Through S3, we offer customers the opportunity to avoid cost by reducing and diverting materials currently going to landfill. We convert those waste streams into revenue streams by finding alternative uses for the material. And in many cases, we offer a closed-loop solution, whereby the recovered material is sent to one of our mills, converted into paper and subsequently into a new package for the customer.

RT: Sonoco has achieved vertical integration with its recycling division helping supply its paperboard mills and then going to the converting route. Are there other ways that Sonoco is looking to vertically integrate its operations?

JB: With S3 in particular, we are now taking in a broader array of material beyond just paper.

We have a significant plastics business and we are looking for greater integration opportunities for recycled plastics and other materials.

RT: China has become a very significant player in many markets. How can North American paper companies compete with this sector? How can/does Sonoco compete with China?

JB: Sonoco has global paper operations, so we have a good view internally of the cost structure involved with operating in different regions of the world. The way for the North American industry and Sonoco to compete is to have first quartile costs. We extensively employ both lean and Six Sigma methodology along with prudent capital management. Our internal productivity processes are strong.

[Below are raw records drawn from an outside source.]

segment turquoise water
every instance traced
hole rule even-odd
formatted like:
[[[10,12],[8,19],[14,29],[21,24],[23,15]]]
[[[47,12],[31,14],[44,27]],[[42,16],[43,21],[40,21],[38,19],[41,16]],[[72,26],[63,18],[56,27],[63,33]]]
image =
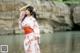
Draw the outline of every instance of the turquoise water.
[[[1,35],[0,45],[8,45],[8,53],[24,53],[23,35]],[[41,53],[80,53],[80,32],[41,34]]]

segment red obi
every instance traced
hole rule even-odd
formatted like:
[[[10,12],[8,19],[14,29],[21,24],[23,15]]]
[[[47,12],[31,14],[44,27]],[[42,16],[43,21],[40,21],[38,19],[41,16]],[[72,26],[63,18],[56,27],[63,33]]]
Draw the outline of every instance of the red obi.
[[[33,32],[33,29],[31,27],[24,27],[24,34],[29,34]]]

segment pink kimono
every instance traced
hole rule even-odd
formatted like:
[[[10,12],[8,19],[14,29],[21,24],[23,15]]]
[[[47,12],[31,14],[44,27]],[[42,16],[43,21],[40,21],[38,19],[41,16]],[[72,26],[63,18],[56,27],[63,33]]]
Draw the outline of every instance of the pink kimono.
[[[21,15],[20,15],[21,17]],[[25,53],[40,53],[40,31],[36,19],[33,16],[25,17],[23,22],[19,21],[19,27],[23,30],[23,27],[30,26],[33,31],[28,34],[24,34],[24,50]]]

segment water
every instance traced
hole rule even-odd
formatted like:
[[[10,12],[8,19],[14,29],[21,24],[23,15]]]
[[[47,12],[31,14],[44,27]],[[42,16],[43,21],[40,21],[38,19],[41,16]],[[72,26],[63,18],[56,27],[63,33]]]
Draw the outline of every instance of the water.
[[[0,45],[8,45],[8,53],[24,53],[23,35],[1,35]],[[41,34],[41,53],[80,53],[80,32]]]

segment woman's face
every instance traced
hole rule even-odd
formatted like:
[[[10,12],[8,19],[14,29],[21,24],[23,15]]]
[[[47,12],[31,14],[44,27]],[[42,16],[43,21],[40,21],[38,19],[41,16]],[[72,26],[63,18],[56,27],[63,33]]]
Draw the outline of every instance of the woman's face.
[[[30,15],[30,11],[26,10],[26,14],[27,14],[27,15]]]

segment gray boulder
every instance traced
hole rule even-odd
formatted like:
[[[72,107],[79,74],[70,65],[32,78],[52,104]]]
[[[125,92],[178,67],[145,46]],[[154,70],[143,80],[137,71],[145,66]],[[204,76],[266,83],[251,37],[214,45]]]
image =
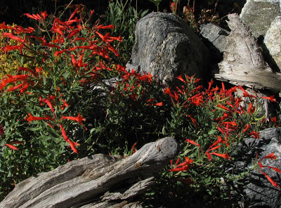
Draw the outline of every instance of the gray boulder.
[[[242,22],[255,37],[264,36],[271,22],[281,14],[279,0],[247,0],[240,13]]]
[[[271,58],[281,70],[281,15],[276,17],[266,34],[263,41]]]
[[[213,23],[200,25],[200,34],[208,39],[221,53],[226,49],[226,39],[229,32]]]
[[[236,163],[233,172],[242,172],[253,167],[254,160],[258,153],[257,162],[269,153],[275,153],[276,160],[264,159],[261,162],[263,166],[270,166],[281,169],[281,128],[270,128],[260,131],[260,138],[245,138],[237,147],[240,161]],[[265,172],[274,181],[281,186],[280,174],[272,169],[263,167],[260,171]],[[251,171],[249,177],[241,179],[236,183],[238,194],[233,196],[240,202],[240,207],[281,207],[281,192],[274,187],[261,172]]]
[[[148,14],[137,22],[135,37],[127,70],[149,72],[164,83],[181,74],[206,75],[208,48],[174,14]]]

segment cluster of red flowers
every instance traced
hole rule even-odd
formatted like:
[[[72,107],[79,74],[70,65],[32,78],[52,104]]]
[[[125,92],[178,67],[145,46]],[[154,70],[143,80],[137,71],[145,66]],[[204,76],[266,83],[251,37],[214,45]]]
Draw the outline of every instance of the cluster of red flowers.
[[[233,93],[239,89],[242,91],[244,98],[250,98],[250,99],[253,99],[253,100],[256,100],[256,99],[258,99],[256,96],[250,94],[240,86],[226,89],[223,83],[221,83],[221,89],[218,86],[212,88],[214,84],[212,80],[209,82],[208,89],[202,91],[203,88],[202,86],[196,86],[195,85],[195,84],[199,82],[198,79],[195,79],[194,77],[190,77],[188,76],[185,76],[185,79],[183,79],[182,76],[178,76],[176,78],[181,80],[183,83],[183,85],[181,86],[181,88],[176,87],[176,91],[171,91],[169,88],[166,88],[164,91],[165,93],[169,95],[174,106],[183,108],[185,109],[185,112],[188,112],[188,108],[191,106],[204,107],[207,108],[209,110],[212,110],[214,115],[220,115],[218,117],[215,117],[213,122],[215,124],[217,131],[221,134],[217,137],[217,140],[210,145],[207,150],[204,150],[201,145],[195,141],[189,138],[185,139],[185,142],[198,146],[201,152],[207,156],[206,157],[209,161],[214,160],[212,155],[223,157],[226,160],[231,159],[231,157],[228,152],[221,153],[218,152],[218,150],[221,149],[223,145],[229,148],[235,141],[233,138],[235,134],[239,134],[242,136],[242,134],[248,132],[248,135],[251,135],[256,138],[259,138],[259,132],[256,132],[254,131],[251,131],[250,129],[252,127],[251,124],[244,124],[237,119],[239,115],[251,115],[255,113],[256,110],[256,106],[251,103],[248,103],[248,105],[244,105],[245,103],[244,103],[243,104],[246,107],[242,108],[241,104],[244,101],[243,101],[241,97],[236,98]],[[276,102],[274,96],[264,96],[261,98]],[[195,129],[199,131],[200,129],[200,129],[200,126],[195,119],[188,114],[184,115],[191,119]],[[275,119],[275,119],[273,118],[273,122]],[[232,141],[230,141],[230,139]],[[270,157],[270,155],[268,157]],[[263,157],[262,160],[264,158],[269,158],[268,157]],[[273,159],[273,157],[270,158]],[[185,162],[180,165],[177,165],[179,160],[178,158],[176,162],[176,168],[171,167],[170,171],[187,171],[190,167],[188,164],[193,162],[192,160],[190,160],[188,157],[185,157]],[[260,167],[265,167],[262,166],[260,163]],[[276,168],[271,167],[266,167],[273,169],[276,171],[280,172]],[[273,186],[277,186],[268,176],[264,172],[262,173],[268,178],[269,181],[270,181]]]

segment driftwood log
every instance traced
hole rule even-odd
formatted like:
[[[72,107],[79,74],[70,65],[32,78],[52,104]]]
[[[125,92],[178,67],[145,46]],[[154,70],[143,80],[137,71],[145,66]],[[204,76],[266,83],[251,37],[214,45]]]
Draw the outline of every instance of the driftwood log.
[[[226,37],[223,60],[218,63],[219,72],[214,77],[235,85],[279,92],[281,74],[273,72],[264,61],[256,39],[238,15],[230,14],[228,18],[231,32]]]
[[[133,197],[178,151],[176,141],[166,137],[126,159],[97,154],[71,161],[18,183],[0,207],[142,207]]]

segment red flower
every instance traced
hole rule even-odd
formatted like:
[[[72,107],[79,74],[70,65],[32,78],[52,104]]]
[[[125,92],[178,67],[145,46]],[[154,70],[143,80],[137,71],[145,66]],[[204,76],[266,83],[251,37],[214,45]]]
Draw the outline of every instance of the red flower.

I also expect that we are in an energy cost lull, and that over the next few years we will see the cost of oil return to very high levels. Shipping goods long distances will be more cost prohibitive, and I expect regional paper manufacturers will have an edge, particularly if they are focusing now on reducing their reliance on fossil fuels.

Sonoco just recently announced a new biomass boiler for its largest paper mill in Hartsville, S.C.

RT: As a follow up to the above, can/should the federal government get more involved in helping U.S. paper companies, either through the implementation of tariffs on some products being imported to the United States at unfair price levels or restrictions on certain materials? (I know that a number of industries have in the past requested federal government involvement with other commodities.)

JB: As a personal opinion, I prefer open trade. There is a role for government to play to ensure a level playing field for all where currencies, lax environmental or product standards or governmental tax rebates are being used to unfairly compete. I believe the best way for government to help the industry is through fair taxation relative to the rest of the world, support and reward for capital re-investment and a sound energy policy that supports greater self sufficiency longer term.

RT: With the widespread embrace of single-stream collection programs, as well as more shredded paper being handled, the recovered paper streams are changing quite significantly. Ultimately, these new types of recovered paper will have to be used by end consumers, either in the U.S. or overseas. What role should recovered paper consumers play in helping improve the quality of the material being collected?

JB: Basically we have to continue to educate the public that just because a material is collected at curbside doesn’t mean it was recycled if it is later disposed of at the MRF or at the paper mill. Normal laws of supply and demand will dictate a lower price, or no market at all, during industry downturns for the more highly contaminated materials, I think.

RT: Finally, what is your five-year outlook for the domestic paper industry and the paper recycling industry in the United States?

JB: Paper is comprised of a number of grades so it’s a mixed bag. P&W grades and newsprint will be most negatively impacted, I think, as consumers continue their move to getting news and entertainment via the Web and other electronic means. I expect a rebound in tissue and certain packaging grades as population growth will generate some base level of demand growth.

Relative to the recycling industry, I expect continued growth. Paper demand in the developing world, especially China and India, will continue to grow. And I think the bulk of their installed capacity will be based on recovered fiber. They will continue to look to North America as a fiber basket, particularly as the export imbalance in the U.S. will offer attractive container back-haul rates.